Warum sind sie Christen geworden? Ihre Antwort ist zunächst allgemein: »Viele, viele gute Erfahrungen.« Dann erzählt Shirin. Bei ihrer Arbeit als Krankenschwester hat sie in der Klinik in Isfahan eine Patientin erlebt, die Christin war. Die Frau lag im Sterben. Nach Shirins Erfahrung hätte der Todeskampf noch tagelang gedauert. Der Pfarrer ihrer Kirche kommt sie besuchen. Er sitzt an ihrem Krankenhausbett, spricht mit ihr, betet mit ihr. »Kurz nachdem der Pfarrer gegangen ist, ist die Frau gestorben«, sagt Shirin. »Ganz friedlich. Sie konnte loslassen.« Wie die Frau so getrost sterben konnte, das hat sie beeindruckt. Eine von »vielen, vielen guten Erfahrungen«. 

Jesus im Islam und im Christentum

Wir stehen auf dem Weihnachtsmarkt vor einem Stand, an dem man Schwippbögen aus Holz kaufen kann. Der eine stellt eine Winterlandschaft mit Schneemann und Kindern da. Eine andere geschnitzte Szene fürs Fenster zeigt Maria, Josef und die Krippe mit dem Jesuskind.
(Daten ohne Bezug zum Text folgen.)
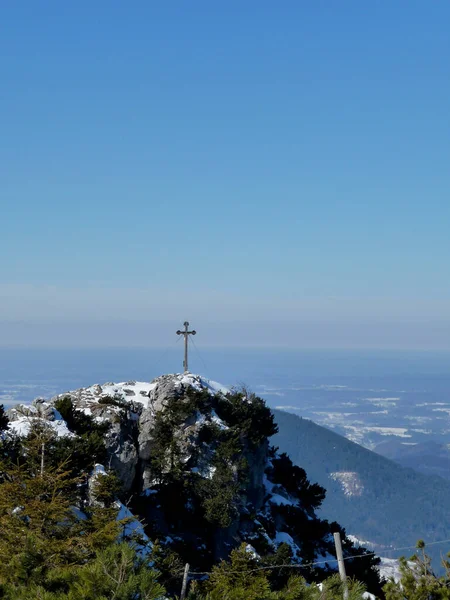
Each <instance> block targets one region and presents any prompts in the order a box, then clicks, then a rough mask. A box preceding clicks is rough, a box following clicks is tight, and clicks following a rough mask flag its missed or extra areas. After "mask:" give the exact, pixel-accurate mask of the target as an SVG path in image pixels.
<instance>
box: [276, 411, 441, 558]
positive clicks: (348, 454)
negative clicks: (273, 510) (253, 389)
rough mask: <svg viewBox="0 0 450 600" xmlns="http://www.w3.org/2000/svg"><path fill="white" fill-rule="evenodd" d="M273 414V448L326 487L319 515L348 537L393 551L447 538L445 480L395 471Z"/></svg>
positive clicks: (422, 475)
mask: <svg viewBox="0 0 450 600" xmlns="http://www.w3.org/2000/svg"><path fill="white" fill-rule="evenodd" d="M273 412H274V414H275V420H276V422H277V424H278V427H279V432H278V433H277V434H276V435H275V436H274V438H273V441H274V443H275V445H277V446H278V447H279V449H280V451H282V452H287V453H288V454H289V456H290V457H291V459H292V460H293V462H294V463H295V464H297V465H300V466H301V467H303V468H304V469H305V470H306V471H307V473H308V475H309V477H310V478H311V480H312V481H317V482H318V483H319V484H320V485H322V486H323V487H325V488H326V490H327V495H326V498H325V500H324V502H323V505H322V508H321V514H323V515H324V516H326V518H329V519H336V520H338V521H339V522H340V523H341V524H342V525H343V526H344V527H345V528H346V531H347V533H348V534H352V535H355V536H356V537H358V538H359V539H361V540H368V541H370V542H373V543H375V544H379V545H382V546H393V547H396V546H405V545H414V544H415V543H416V541H417V539H418V538H423V539H425V540H427V541H428V542H431V541H435V540H439V539H446V538H448V537H450V536H449V532H450V511H449V506H450V482H449V481H446V480H444V479H442V478H440V477H436V476H428V475H423V474H421V473H418V472H416V471H414V470H412V469H409V468H405V467H401V466H399V465H398V464H396V463H394V462H392V461H391V460H389V459H387V458H384V457H383V456H380V455H378V454H376V453H374V452H371V451H370V450H367V449H365V448H363V447H361V446H359V445H358V444H355V443H354V442H350V441H349V440H347V439H346V438H344V437H342V436H340V435H338V434H336V433H334V432H332V431H330V430H328V429H326V428H324V427H321V426H319V425H316V424H315V423H313V422H312V421H309V420H307V419H302V418H301V417H298V416H296V415H293V414H290V413H287V412H283V411H279V410H275V411H273ZM441 550H442V549H440V548H435V550H434V553H435V554H436V555H437V556H439V553H440V551H441ZM430 552H432V548H430Z"/></svg>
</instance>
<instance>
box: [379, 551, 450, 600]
mask: <svg viewBox="0 0 450 600" xmlns="http://www.w3.org/2000/svg"><path fill="white" fill-rule="evenodd" d="M448 556H450V554H449V555H448ZM442 564H443V567H444V570H445V574H444V575H443V576H440V577H438V576H437V575H436V574H435V573H434V571H433V569H432V567H431V559H430V557H429V556H428V555H427V554H426V552H425V544H424V542H423V541H422V540H419V541H418V542H417V553H416V554H415V555H414V556H412V557H411V558H410V559H409V560H406V558H404V557H403V558H401V559H400V574H401V579H400V581H394V580H393V579H391V580H390V581H388V583H386V585H385V586H384V588H383V590H384V592H385V594H386V600H450V562H449V561H448V560H445V559H443V561H442Z"/></svg>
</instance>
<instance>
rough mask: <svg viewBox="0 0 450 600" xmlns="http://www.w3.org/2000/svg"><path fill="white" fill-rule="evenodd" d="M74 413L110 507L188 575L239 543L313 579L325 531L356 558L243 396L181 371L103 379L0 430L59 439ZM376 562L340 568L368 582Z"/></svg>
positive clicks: (72, 430) (251, 402) (16, 416)
mask: <svg viewBox="0 0 450 600" xmlns="http://www.w3.org/2000/svg"><path fill="white" fill-rule="evenodd" d="M76 415H84V416H85V417H88V418H89V419H91V420H92V423H96V424H102V426H103V425H104V434H103V436H104V442H105V445H106V460H105V464H104V467H105V469H106V470H110V471H112V472H114V473H115V474H116V475H117V477H118V479H119V481H120V489H119V490H118V492H117V494H118V500H119V501H122V502H123V504H125V505H126V506H128V507H129V509H130V510H131V511H132V513H133V514H134V515H135V516H136V517H137V518H139V520H140V521H142V523H143V524H144V529H145V533H146V535H147V536H148V538H149V539H150V540H152V541H153V542H155V541H158V542H159V546H160V547H161V548H163V549H164V552H166V553H173V554H174V555H176V556H177V557H179V558H180V560H182V561H189V562H190V564H191V565H192V568H194V569H197V570H205V569H209V568H211V566H212V565H213V564H214V563H215V562H217V560H219V559H221V558H226V557H228V555H229V553H230V551H231V550H232V549H233V548H235V547H237V546H239V545H241V544H242V543H245V544H246V545H247V548H248V550H249V552H252V553H254V555H255V556H258V557H259V556H264V557H267V556H269V557H270V556H272V557H273V560H274V561H276V560H278V561H281V562H293V563H297V564H298V565H299V566H300V565H304V569H303V570H302V574H303V575H304V576H306V577H309V578H310V579H321V578H323V577H325V576H326V575H327V574H329V573H330V571H333V572H334V571H335V570H336V568H337V565H336V555H335V549H334V543H333V535H332V534H333V533H334V532H335V531H340V532H341V535H342V537H343V547H344V553H345V555H346V556H347V557H351V556H352V555H356V554H358V555H361V554H362V553H363V554H364V550H362V549H361V548H355V547H354V546H353V543H352V542H351V540H349V539H348V538H346V537H345V531H344V530H343V529H342V528H341V527H340V526H339V525H338V524H337V523H329V522H328V521H326V520H323V519H320V518H319V517H318V516H317V514H316V511H317V509H318V508H319V507H320V505H321V503H322V500H323V499H324V497H325V490H324V489H323V488H322V487H321V486H319V485H318V484H315V483H311V482H309V481H308V479H307V475H306V473H305V471H304V470H303V469H301V468H300V467H297V466H294V465H293V464H292V462H291V460H290V459H289V457H288V456H287V455H285V454H279V453H278V452H277V450H276V449H275V448H273V447H271V445H270V443H269V439H270V437H271V436H272V435H274V434H275V433H276V432H277V426H276V424H275V422H274V417H273V415H272V413H271V411H270V410H269V408H268V407H267V406H266V405H265V403H264V401H263V400H262V399H260V398H258V397H257V396H255V395H254V394H252V393H250V392H249V391H248V390H245V389H241V390H234V389H233V390H229V389H227V388H224V387H223V386H221V385H220V384H217V383H216V382H212V381H209V380H207V379H204V378H202V377H200V376H198V375H193V374H190V373H185V374H174V375H162V376H161V377H158V378H157V379H155V380H153V381H152V382H149V383H144V382H137V381H127V382H123V383H117V384H116V383H111V382H108V383H105V384H103V385H99V384H96V385H92V386H90V387H87V388H81V389H78V390H75V391H70V392H67V393H65V394H59V395H57V396H55V397H53V398H52V399H51V400H48V401H47V400H44V399H42V398H38V399H36V400H35V401H34V402H33V403H32V405H31V406H16V407H15V408H13V409H11V410H9V411H8V418H9V421H10V423H9V429H10V431H11V432H15V433H16V434H19V435H26V434H27V431H28V430H29V427H30V426H31V424H32V423H33V422H36V421H38V422H39V423H41V424H44V425H45V427H48V428H49V429H53V430H54V432H55V434H56V435H58V436H59V437H68V438H69V437H73V436H76V435H77V433H76V430H75V428H74V427H73V426H71V423H72V421H73V419H74V416H76ZM69 416H70V418H69ZM311 563H314V564H311ZM375 563H376V560H375V559H374V557H373V555H371V554H367V556H366V557H365V558H364V559H361V558H359V559H358V560H355V561H351V560H350V561H348V562H347V571H348V573H349V574H350V575H358V576H359V577H360V578H362V579H363V580H366V581H368V580H370V579H371V578H372V579H373V580H377V578H378V575H377V572H376V569H375V568H374V565H375Z"/></svg>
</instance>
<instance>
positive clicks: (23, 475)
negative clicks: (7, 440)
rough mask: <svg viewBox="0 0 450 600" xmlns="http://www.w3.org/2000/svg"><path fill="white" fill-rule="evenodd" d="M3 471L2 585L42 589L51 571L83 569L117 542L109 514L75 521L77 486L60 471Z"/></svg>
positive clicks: (0, 521)
mask: <svg viewBox="0 0 450 600" xmlns="http://www.w3.org/2000/svg"><path fill="white" fill-rule="evenodd" d="M1 468H2V471H3V473H4V482H3V483H2V484H1V485H0V529H1V531H2V535H1V536H0V584H3V585H5V584H7V585H9V586H16V585H19V584H23V583H26V582H29V583H35V584H39V585H42V584H44V583H45V582H46V578H47V574H48V573H49V572H50V571H52V570H54V569H56V568H60V567H63V566H66V565H71V564H83V563H84V562H85V561H86V560H88V559H89V558H90V557H92V556H93V553H94V552H95V550H96V549H98V548H102V547H105V546H106V545H108V544H110V543H112V542H113V541H114V540H115V539H116V538H117V535H118V532H119V527H120V524H119V523H116V522H115V520H114V519H115V516H114V515H113V514H112V513H111V511H102V510H100V509H98V510H97V511H96V514H95V516H94V517H91V518H89V517H88V516H86V519H85V520H80V519H79V518H78V517H77V515H76V514H75V512H74V509H73V504H74V503H75V502H76V500H77V498H76V494H75V492H74V490H75V489H76V483H77V481H76V480H75V481H74V480H73V479H72V478H71V476H70V473H69V472H68V471H66V470H65V469H64V466H61V468H56V469H53V468H47V469H45V470H44V472H43V473H40V472H39V471H38V472H33V471H32V470H30V469H29V467H28V466H27V468H26V467H25V466H20V465H19V466H17V465H13V464H3V465H2V466H1ZM102 513H103V514H102Z"/></svg>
Was bedeutet den beiden Weihnachten? Wer ist Jesus für sie? »Im Islam ist Jesus ein besonderer Prophet. Die Jungfrau Maria kommt auch im Koran vor«, fängt Shirin an zu erklären. »Aber Jesus ist im Islam nicht Gott. Für uns schon.« Dariush sagt: »Wir beten jeden Tag zu Jesus. Wir leben mit Jesus.« 

An Weihnachten gehen die beiden in die Kirche  – die Pfarrerin, die sie getauft hat, hält den Gottesdienst. Für Heiligabend haben sie gleich zwei Einladungen von Menschen aus der Gemeinde zu sich nach Hause. Gar nicht leicht für Shirin und Dariush, sich zu entscheiden, den einen zu- und den anderen abzusagen. Doch überwiegt die Freude darüber, bei anderen Christen willkommen zu sein.

Christus spricht: Ich war tot,
und siehe, ich bin lebendig von Ewigkeit zu Ewigkeit
und habe die Schlüssel des Todes und der Hölle.